Members of the Organization of the Petroleum Exporting Countries and their allies have agreed to slightly increase their production from next month. The agreement provides for the 23 members to step up production by 400,000 barrels per day each month from August. The organisation will reassess the market situation in December. Under the agreement reached on Sunday, the final date for the production cap is pushed back from April 2022 to the end of 2022. The decision caused the WTI barrel to fall from $72 to $66.50. The fall in the price of crude oil is having an impact on the currencies of producing countries, including Russia. However, while oil prices have fallen by around 10% since the beginning of the month and more than 12% since peaking at $76.07 on 6 July, the Russian currency has lost less than 2% against the dollar. This is as the markets await the monetary policy meeting of the Central Bank of Russia on Friday. A 1% hike in the key rate is expected to curb rising inflation. But if the rouble were to stabilise or recover then analysts believe the CBR could settle for a 0.75% hike.
The New Zealand consumer price index rose by 3.3% year-on-year and 1.3% in the second quarter. These high figures open the door for the central bank to start raising interest rates as early as 18 August at its next monetary policy meeting. In Canada, the central bank left its rate unchanged at 0.25% but scaled back its bond purchases in the markets, saying it expected inflation to be higher than expected in the coming months. So which of the major central banks will be the first to return to normal monetary policy by raising rates? Canada, Norway and New Zealand have already taken steps to reduce their support for the economy and to slow inflation.

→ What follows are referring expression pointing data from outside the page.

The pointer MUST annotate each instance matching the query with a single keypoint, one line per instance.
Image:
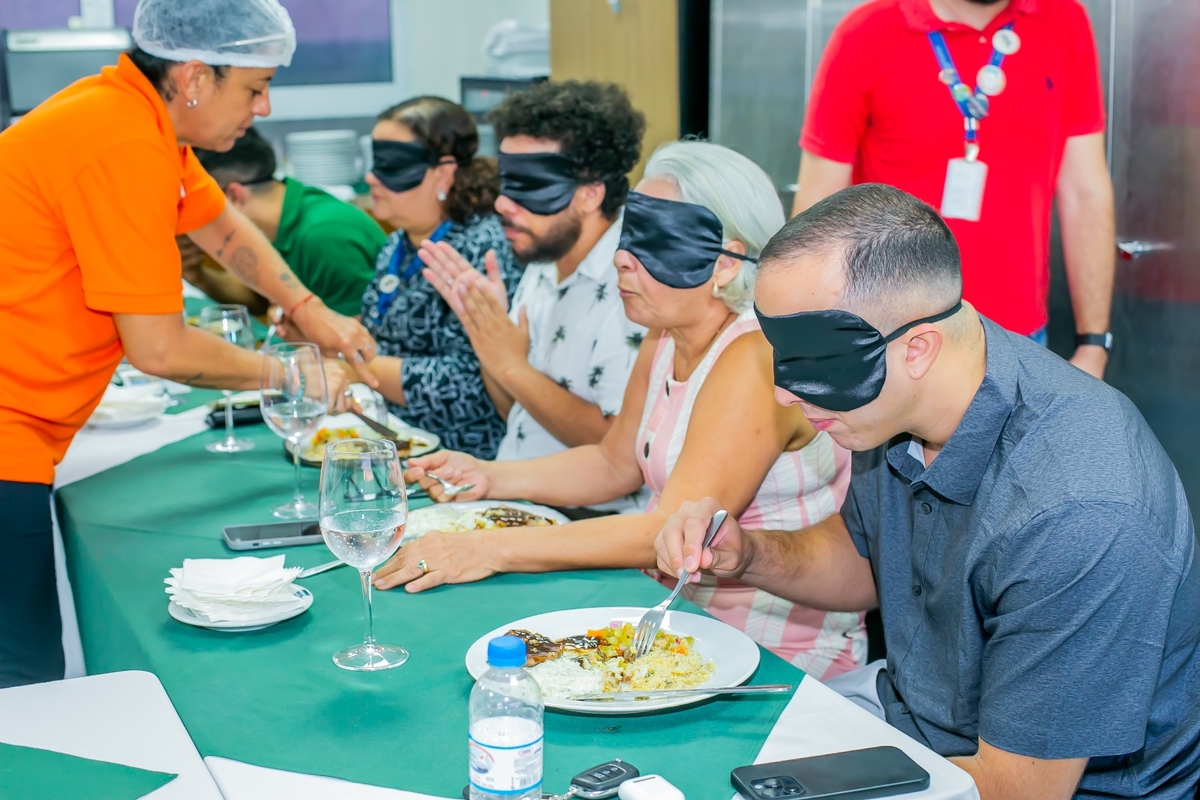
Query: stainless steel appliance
(35, 64)
(765, 54)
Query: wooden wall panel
(636, 47)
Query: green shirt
(330, 245)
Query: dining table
(273, 716)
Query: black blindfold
(401, 166)
(833, 359)
(540, 182)
(677, 242)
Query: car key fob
(604, 780)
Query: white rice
(567, 678)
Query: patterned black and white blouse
(443, 388)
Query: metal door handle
(1132, 248)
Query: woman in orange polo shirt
(95, 184)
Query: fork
(448, 488)
(652, 620)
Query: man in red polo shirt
(900, 84)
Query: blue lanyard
(972, 104)
(403, 250)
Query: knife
(651, 695)
(382, 429)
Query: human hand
(449, 272)
(337, 386)
(454, 467)
(1091, 359)
(678, 543)
(334, 332)
(499, 346)
(448, 558)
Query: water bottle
(505, 727)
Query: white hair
(732, 187)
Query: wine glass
(294, 403)
(231, 323)
(363, 516)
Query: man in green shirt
(331, 246)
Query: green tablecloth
(33, 773)
(274, 698)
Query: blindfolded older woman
(700, 416)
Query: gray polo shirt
(1038, 582)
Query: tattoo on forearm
(225, 244)
(245, 264)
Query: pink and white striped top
(802, 488)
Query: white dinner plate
(733, 653)
(441, 515)
(240, 626)
(424, 441)
(127, 413)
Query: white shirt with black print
(579, 337)
(443, 386)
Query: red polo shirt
(877, 103)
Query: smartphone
(280, 534)
(852, 775)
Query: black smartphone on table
(279, 534)
(852, 775)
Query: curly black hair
(593, 122)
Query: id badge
(963, 196)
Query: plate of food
(414, 441)
(479, 515)
(582, 650)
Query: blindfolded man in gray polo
(1015, 521)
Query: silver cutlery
(317, 570)
(652, 621)
(270, 335)
(651, 695)
(448, 488)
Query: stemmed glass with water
(364, 511)
(294, 403)
(231, 323)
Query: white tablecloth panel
(94, 451)
(121, 717)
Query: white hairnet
(217, 32)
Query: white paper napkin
(238, 589)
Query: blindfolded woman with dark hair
(429, 184)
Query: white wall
(443, 38)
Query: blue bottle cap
(507, 651)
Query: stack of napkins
(121, 403)
(234, 590)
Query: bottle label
(504, 769)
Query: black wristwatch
(1099, 340)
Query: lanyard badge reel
(966, 178)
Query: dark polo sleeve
(1081, 600)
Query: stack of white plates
(325, 157)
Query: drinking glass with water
(294, 403)
(364, 511)
(233, 324)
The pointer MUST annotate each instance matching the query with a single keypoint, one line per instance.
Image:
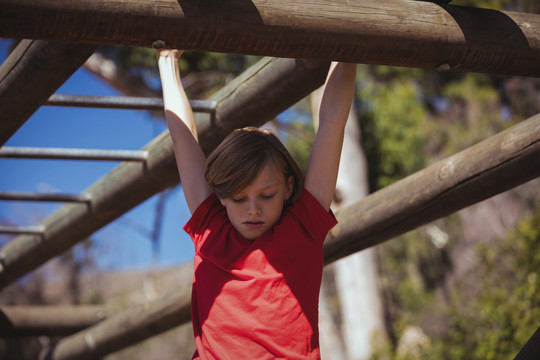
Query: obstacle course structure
(389, 32)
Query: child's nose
(254, 208)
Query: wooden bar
(44, 197)
(72, 154)
(127, 328)
(16, 321)
(31, 73)
(494, 165)
(122, 102)
(497, 164)
(387, 32)
(256, 96)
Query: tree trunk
(356, 275)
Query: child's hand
(169, 53)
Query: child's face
(256, 208)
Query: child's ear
(289, 184)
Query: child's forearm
(175, 100)
(338, 94)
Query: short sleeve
(208, 211)
(313, 217)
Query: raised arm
(322, 169)
(189, 156)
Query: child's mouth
(253, 223)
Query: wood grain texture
(493, 166)
(387, 32)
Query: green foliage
(498, 321)
(392, 115)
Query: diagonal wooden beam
(127, 328)
(18, 321)
(497, 164)
(486, 169)
(256, 96)
(31, 74)
(387, 32)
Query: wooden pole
(387, 32)
(30, 74)
(493, 166)
(486, 169)
(256, 96)
(127, 328)
(47, 320)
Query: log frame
(430, 35)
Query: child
(257, 226)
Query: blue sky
(118, 245)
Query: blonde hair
(240, 158)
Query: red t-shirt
(258, 299)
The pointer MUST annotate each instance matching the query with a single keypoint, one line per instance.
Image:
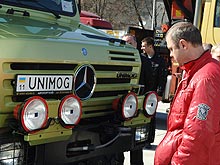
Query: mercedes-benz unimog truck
(69, 93)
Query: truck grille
(108, 84)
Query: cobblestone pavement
(148, 154)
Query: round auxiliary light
(70, 111)
(33, 114)
(150, 104)
(129, 105)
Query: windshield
(59, 7)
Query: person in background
(215, 51)
(136, 156)
(193, 130)
(207, 46)
(159, 77)
(146, 70)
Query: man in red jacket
(193, 133)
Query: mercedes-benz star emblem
(85, 81)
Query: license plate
(44, 84)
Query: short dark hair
(186, 31)
(148, 40)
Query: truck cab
(70, 93)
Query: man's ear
(183, 44)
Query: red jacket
(193, 133)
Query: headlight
(150, 104)
(32, 114)
(126, 105)
(11, 153)
(70, 111)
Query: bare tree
(123, 13)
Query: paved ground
(148, 154)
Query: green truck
(69, 92)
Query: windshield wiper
(45, 7)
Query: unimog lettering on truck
(69, 92)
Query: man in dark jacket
(136, 156)
(159, 75)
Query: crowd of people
(193, 127)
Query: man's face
(145, 48)
(176, 53)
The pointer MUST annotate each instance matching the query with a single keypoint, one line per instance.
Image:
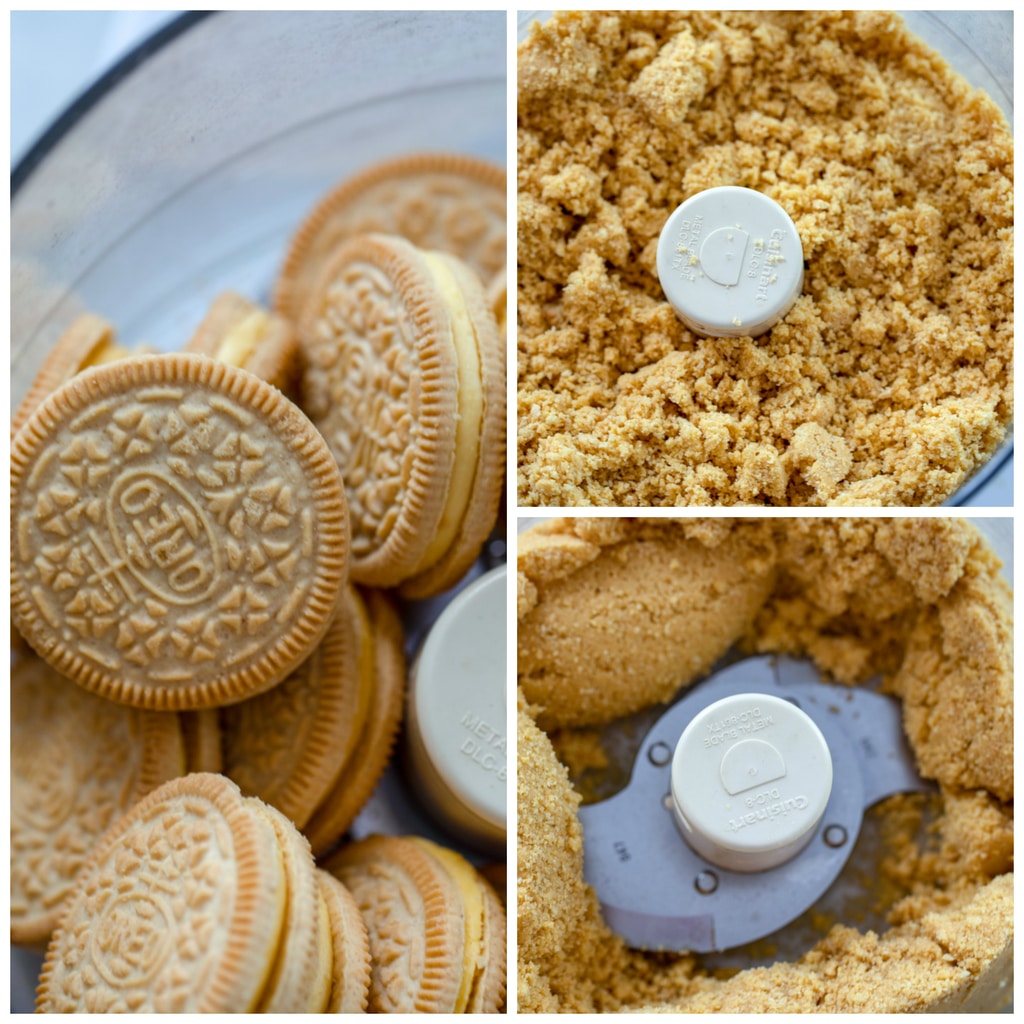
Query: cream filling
(472, 900)
(242, 340)
(469, 417)
(107, 351)
(280, 911)
(320, 991)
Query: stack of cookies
(209, 553)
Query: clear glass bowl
(186, 168)
(978, 45)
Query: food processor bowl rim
(105, 83)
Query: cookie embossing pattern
(365, 403)
(140, 939)
(394, 906)
(64, 794)
(173, 538)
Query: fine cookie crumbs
(890, 380)
(920, 602)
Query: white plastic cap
(751, 778)
(730, 262)
(456, 741)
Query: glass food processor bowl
(184, 171)
(979, 46)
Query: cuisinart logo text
(778, 808)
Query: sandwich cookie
(89, 341)
(300, 976)
(243, 334)
(179, 532)
(483, 972)
(436, 931)
(289, 744)
(78, 763)
(178, 909)
(201, 732)
(350, 962)
(452, 203)
(404, 378)
(382, 670)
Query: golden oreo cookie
(404, 377)
(77, 764)
(299, 980)
(483, 969)
(350, 948)
(382, 668)
(179, 908)
(179, 532)
(288, 744)
(451, 203)
(243, 334)
(89, 341)
(415, 920)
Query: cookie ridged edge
(254, 854)
(396, 556)
(83, 336)
(289, 296)
(481, 509)
(333, 734)
(360, 774)
(350, 946)
(329, 502)
(293, 968)
(443, 930)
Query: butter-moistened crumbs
(920, 602)
(890, 380)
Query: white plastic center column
(456, 742)
(751, 777)
(730, 262)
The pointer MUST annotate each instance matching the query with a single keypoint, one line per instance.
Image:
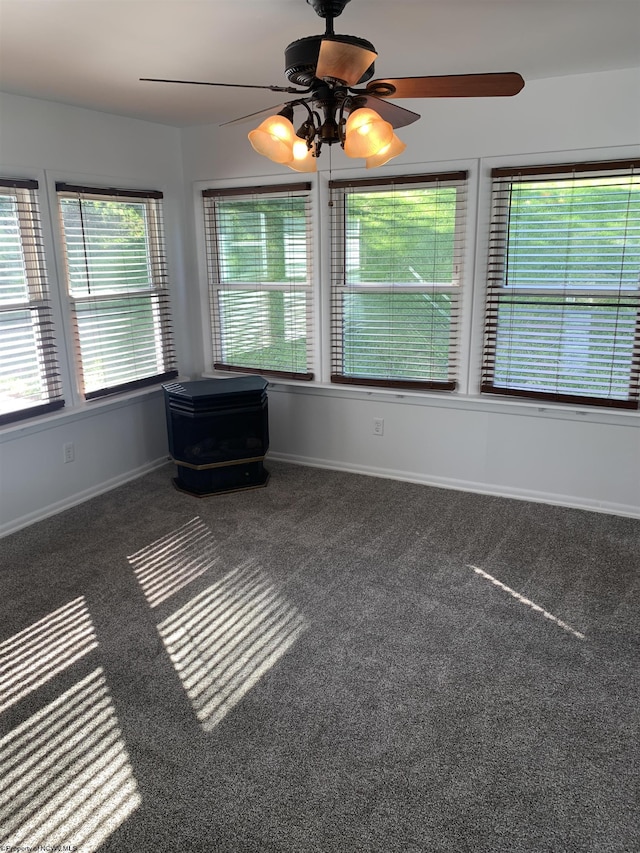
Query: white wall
(579, 457)
(589, 459)
(113, 439)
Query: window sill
(455, 400)
(91, 408)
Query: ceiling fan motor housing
(301, 58)
(328, 8)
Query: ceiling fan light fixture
(275, 136)
(366, 133)
(303, 159)
(395, 147)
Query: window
(260, 279)
(117, 283)
(563, 303)
(397, 251)
(29, 381)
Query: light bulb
(274, 138)
(388, 152)
(366, 133)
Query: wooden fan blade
(395, 115)
(343, 61)
(231, 85)
(448, 86)
(266, 112)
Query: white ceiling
(90, 53)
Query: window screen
(29, 379)
(260, 279)
(563, 300)
(397, 251)
(117, 283)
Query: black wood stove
(218, 433)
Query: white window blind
(29, 380)
(397, 252)
(117, 283)
(563, 298)
(259, 256)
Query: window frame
(38, 301)
(497, 292)
(157, 293)
(458, 179)
(215, 285)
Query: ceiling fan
(328, 72)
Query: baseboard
(80, 497)
(570, 501)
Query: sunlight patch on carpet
(227, 637)
(172, 562)
(33, 656)
(527, 602)
(66, 776)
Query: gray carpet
(332, 663)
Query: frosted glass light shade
(303, 160)
(274, 138)
(366, 133)
(388, 152)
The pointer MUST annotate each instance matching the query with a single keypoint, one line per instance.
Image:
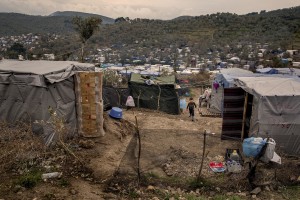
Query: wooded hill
(280, 27)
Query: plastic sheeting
(276, 109)
(29, 88)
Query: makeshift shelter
(224, 79)
(29, 89)
(157, 93)
(264, 107)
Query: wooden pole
(139, 151)
(244, 116)
(203, 155)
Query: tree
(15, 50)
(86, 27)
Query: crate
(89, 103)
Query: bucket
(116, 112)
(252, 146)
(182, 103)
(269, 153)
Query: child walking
(191, 106)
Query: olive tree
(85, 27)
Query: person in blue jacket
(191, 107)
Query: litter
(217, 166)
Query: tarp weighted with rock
(159, 94)
(29, 88)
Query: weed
(291, 192)
(202, 183)
(30, 179)
(224, 197)
(64, 182)
(132, 194)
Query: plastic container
(269, 153)
(252, 146)
(233, 166)
(116, 112)
(234, 156)
(51, 175)
(182, 103)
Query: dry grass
(18, 146)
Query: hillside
(59, 22)
(105, 20)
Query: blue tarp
(267, 70)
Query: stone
(267, 188)
(150, 187)
(256, 191)
(73, 192)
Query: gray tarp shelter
(275, 109)
(29, 88)
(226, 80)
(157, 94)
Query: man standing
(191, 107)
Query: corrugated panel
(233, 106)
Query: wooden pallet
(205, 113)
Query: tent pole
(244, 116)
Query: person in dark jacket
(191, 107)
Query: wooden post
(203, 155)
(244, 116)
(158, 98)
(139, 151)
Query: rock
(73, 192)
(87, 144)
(256, 191)
(150, 187)
(17, 188)
(243, 194)
(267, 188)
(179, 191)
(109, 196)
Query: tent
(157, 93)
(269, 107)
(29, 88)
(225, 79)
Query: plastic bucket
(182, 103)
(269, 153)
(116, 112)
(252, 146)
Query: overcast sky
(152, 9)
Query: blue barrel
(116, 112)
(252, 146)
(182, 103)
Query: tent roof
(270, 86)
(162, 80)
(39, 67)
(53, 71)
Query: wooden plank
(244, 116)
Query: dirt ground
(106, 167)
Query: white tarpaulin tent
(29, 88)
(226, 80)
(275, 109)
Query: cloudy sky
(153, 9)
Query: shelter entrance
(236, 112)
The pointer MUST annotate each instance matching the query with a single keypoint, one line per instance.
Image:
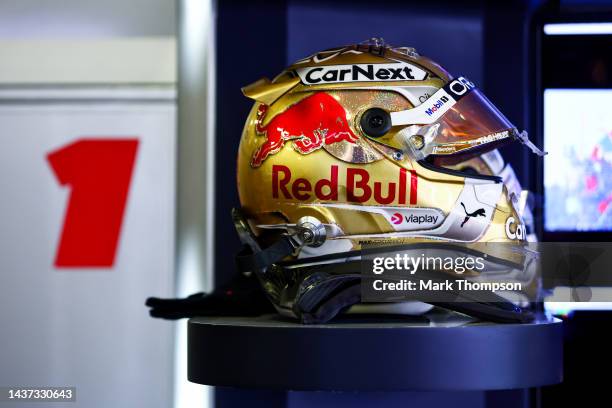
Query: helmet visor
(457, 118)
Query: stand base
(437, 352)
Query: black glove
(241, 297)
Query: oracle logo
(359, 187)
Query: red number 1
(99, 172)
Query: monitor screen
(578, 168)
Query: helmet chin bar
(324, 289)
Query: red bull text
(359, 187)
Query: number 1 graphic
(99, 172)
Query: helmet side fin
(267, 92)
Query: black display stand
(439, 352)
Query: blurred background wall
(94, 84)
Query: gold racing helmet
(367, 146)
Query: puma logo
(478, 213)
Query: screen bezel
(537, 121)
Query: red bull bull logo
(314, 121)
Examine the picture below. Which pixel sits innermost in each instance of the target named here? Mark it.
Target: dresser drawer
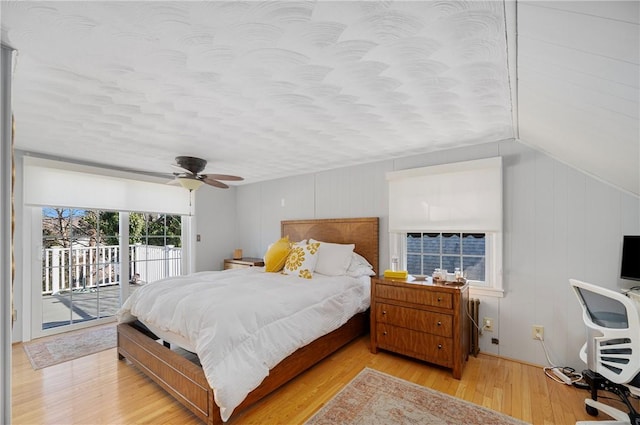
(432, 348)
(419, 320)
(415, 295)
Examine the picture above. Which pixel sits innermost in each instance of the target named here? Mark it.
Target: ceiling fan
(190, 178)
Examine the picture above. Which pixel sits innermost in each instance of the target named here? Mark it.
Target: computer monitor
(630, 263)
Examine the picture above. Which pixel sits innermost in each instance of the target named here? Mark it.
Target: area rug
(52, 350)
(373, 397)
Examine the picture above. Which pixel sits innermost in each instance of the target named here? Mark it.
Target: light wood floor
(99, 389)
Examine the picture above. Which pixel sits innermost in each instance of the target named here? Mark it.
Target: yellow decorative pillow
(302, 260)
(276, 255)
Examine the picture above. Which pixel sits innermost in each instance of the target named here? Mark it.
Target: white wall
(559, 223)
(215, 222)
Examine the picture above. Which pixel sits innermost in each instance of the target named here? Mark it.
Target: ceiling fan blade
(224, 177)
(182, 170)
(212, 182)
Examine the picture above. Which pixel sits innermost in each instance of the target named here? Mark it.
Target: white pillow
(302, 260)
(333, 258)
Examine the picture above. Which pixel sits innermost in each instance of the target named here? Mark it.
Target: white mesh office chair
(612, 350)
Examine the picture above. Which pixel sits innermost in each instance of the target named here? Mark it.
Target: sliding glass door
(80, 266)
(82, 257)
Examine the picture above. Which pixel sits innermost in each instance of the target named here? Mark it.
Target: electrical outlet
(537, 332)
(487, 324)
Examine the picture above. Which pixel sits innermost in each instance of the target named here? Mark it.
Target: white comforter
(242, 322)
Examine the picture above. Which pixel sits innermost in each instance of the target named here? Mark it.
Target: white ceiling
(273, 89)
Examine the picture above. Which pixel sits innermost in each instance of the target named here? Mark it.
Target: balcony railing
(67, 269)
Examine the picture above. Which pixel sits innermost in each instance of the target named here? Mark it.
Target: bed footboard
(186, 382)
(180, 377)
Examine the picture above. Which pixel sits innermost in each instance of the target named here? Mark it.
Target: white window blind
(461, 196)
(48, 183)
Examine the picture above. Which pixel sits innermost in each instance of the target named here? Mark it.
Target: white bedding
(243, 322)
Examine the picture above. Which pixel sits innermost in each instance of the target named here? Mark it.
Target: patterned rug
(52, 350)
(373, 397)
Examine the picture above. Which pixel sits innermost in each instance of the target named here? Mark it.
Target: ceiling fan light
(189, 183)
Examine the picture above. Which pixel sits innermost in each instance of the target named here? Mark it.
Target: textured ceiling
(259, 89)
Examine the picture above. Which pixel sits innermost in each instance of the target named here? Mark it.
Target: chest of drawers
(424, 321)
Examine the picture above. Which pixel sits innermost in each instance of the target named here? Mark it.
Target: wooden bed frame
(185, 380)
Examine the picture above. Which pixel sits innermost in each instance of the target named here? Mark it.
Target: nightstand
(242, 263)
(421, 320)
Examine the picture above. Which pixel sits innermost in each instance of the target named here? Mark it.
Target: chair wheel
(591, 410)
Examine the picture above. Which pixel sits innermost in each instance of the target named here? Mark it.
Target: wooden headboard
(363, 232)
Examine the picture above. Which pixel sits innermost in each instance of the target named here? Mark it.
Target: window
(466, 251)
(449, 216)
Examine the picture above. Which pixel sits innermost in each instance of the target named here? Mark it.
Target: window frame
(492, 286)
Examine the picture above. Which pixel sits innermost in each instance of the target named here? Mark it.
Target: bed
(185, 379)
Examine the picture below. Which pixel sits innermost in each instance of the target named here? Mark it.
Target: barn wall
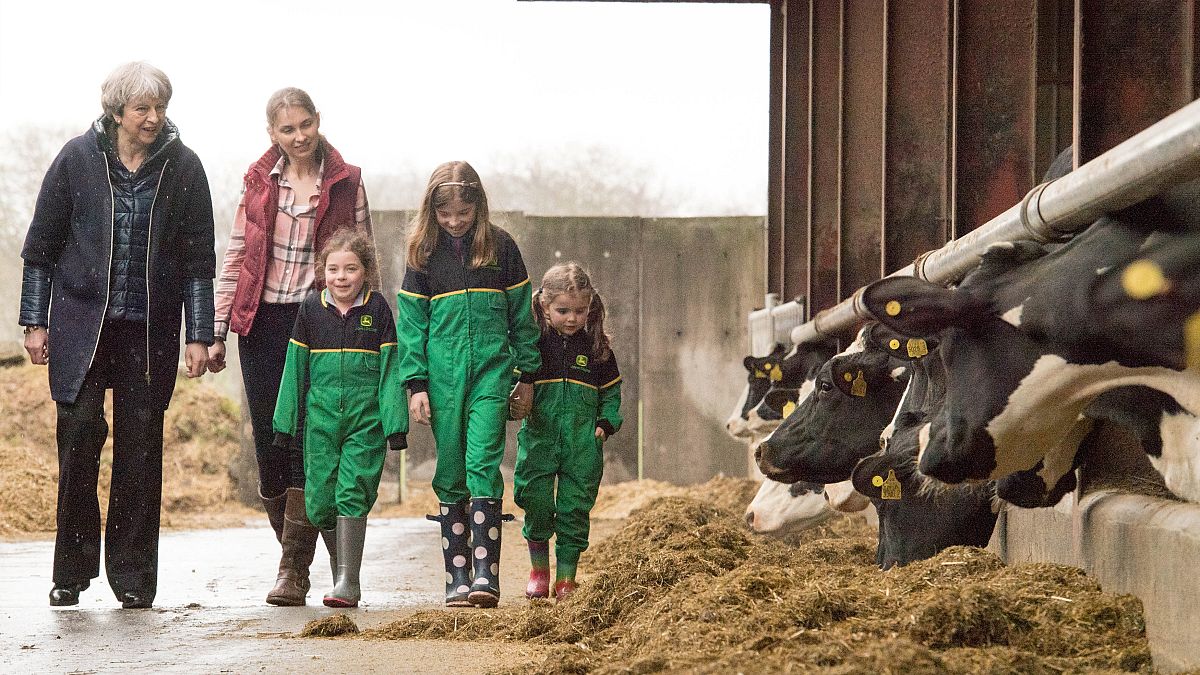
(970, 101)
(1129, 544)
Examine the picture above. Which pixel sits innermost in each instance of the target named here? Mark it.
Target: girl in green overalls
(468, 341)
(341, 365)
(576, 406)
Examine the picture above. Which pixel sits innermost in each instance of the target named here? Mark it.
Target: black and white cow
(856, 394)
(919, 519)
(1023, 356)
(779, 508)
(781, 370)
(1150, 308)
(761, 371)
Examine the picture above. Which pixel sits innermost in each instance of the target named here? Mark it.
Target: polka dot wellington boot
(455, 550)
(485, 533)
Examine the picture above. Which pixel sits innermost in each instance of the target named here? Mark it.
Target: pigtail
(595, 328)
(539, 312)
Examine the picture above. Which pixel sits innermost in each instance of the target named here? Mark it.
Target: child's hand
(521, 400)
(419, 407)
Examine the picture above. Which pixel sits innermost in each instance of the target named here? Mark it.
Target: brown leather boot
(299, 545)
(274, 507)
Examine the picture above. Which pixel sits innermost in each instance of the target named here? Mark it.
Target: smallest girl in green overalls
(576, 406)
(341, 366)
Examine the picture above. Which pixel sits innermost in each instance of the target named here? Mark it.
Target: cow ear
(898, 345)
(783, 401)
(876, 477)
(912, 306)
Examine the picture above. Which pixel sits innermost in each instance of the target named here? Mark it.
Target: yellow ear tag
(1192, 341)
(858, 387)
(917, 348)
(891, 488)
(1144, 279)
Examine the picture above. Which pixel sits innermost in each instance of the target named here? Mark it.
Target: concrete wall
(1145, 544)
(677, 292)
(1131, 544)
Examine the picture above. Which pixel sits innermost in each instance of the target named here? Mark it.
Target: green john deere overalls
(345, 371)
(574, 394)
(462, 333)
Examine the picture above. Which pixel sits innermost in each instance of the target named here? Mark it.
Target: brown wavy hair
(449, 180)
(571, 278)
(293, 97)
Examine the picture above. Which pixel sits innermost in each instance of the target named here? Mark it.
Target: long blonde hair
(448, 181)
(571, 278)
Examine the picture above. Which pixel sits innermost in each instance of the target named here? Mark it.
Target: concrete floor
(210, 616)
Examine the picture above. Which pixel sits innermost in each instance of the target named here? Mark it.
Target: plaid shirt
(291, 267)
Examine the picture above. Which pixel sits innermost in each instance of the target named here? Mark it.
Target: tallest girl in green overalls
(466, 330)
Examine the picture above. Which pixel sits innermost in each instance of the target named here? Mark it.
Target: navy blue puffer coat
(75, 249)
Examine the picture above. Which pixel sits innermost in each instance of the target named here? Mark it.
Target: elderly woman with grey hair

Since last Wednesday, stock markets around the world have fallen, also impacted by the unfavourable evolution of the pandemic. The decline comes to 1% for Wall Street thanks to yesterday’s rebound and between 3 and 4% for Europe, which has also been affected by extreme weather events. Oil, banking and travel stocks were among the biggest losers due to the decline in oil prices, lower bond yields and the impact of the Delta variant on tourism.
On the agenda for the week ahead we have the ECB tomorrow, the much anticipated Central Bank of Russia on Friday and the Federal Reserve Bank next Wednesday. On the other hand, no major data will be coming from economic indices.